Get hands-on experience with 20+ free Google Cloud products and $300 in free credit for new customers.

Bigquery Storage

One of the GCP project, GCS is utilized to store application logs that are subsequently utilized in BigQuery. We seek clarification on whether deleting logs from the bucket would impact BigQuery's ability to extract previously used data.
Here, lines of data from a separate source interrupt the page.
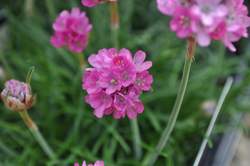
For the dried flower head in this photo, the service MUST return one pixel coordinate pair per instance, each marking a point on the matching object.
(97, 163)
(93, 3)
(116, 81)
(207, 20)
(71, 30)
(17, 96)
Specifically, we are interested in understanding if BigQuery stores data in its own storage, allowing it to extract results for previously used reports, regardless of the files stored in GCS.

0 1 395
1 REPLY 1

The formal answer is "it depends" ... so let's try and break it apart.  Let's start by assuming that you have a data object in GCS.  Let's assume its a CSV file.  If you LOAD that data into a BigQuery table, then BigQuery will copy the data into BigQuery's own storage.  If you now delete the object in GCS, you can still query the table that was populated from the GCS data because there is a copy of it in BigQuery storage.

However ... loading the data into BigQuery is not the only thing you can do with GCS data.  Should you choose, you can create a BigQuery external table.  This creates a BQ table where the data is NOT copied into BigQuery storage but instead, the data of the table is the actual data in GCS.  When you query the table in BQ, BQ is scanning the data in GCS.  If you delete the GCS object, you will have removed the data for the table and will no longer be able to query the table.

And ... thus ... it would be wrong of me to simply say "No ... deleting the GCS object will not affect your ability to query the BQ table" .... while that is likely the configuration you have, it is possible that you may be using external tables.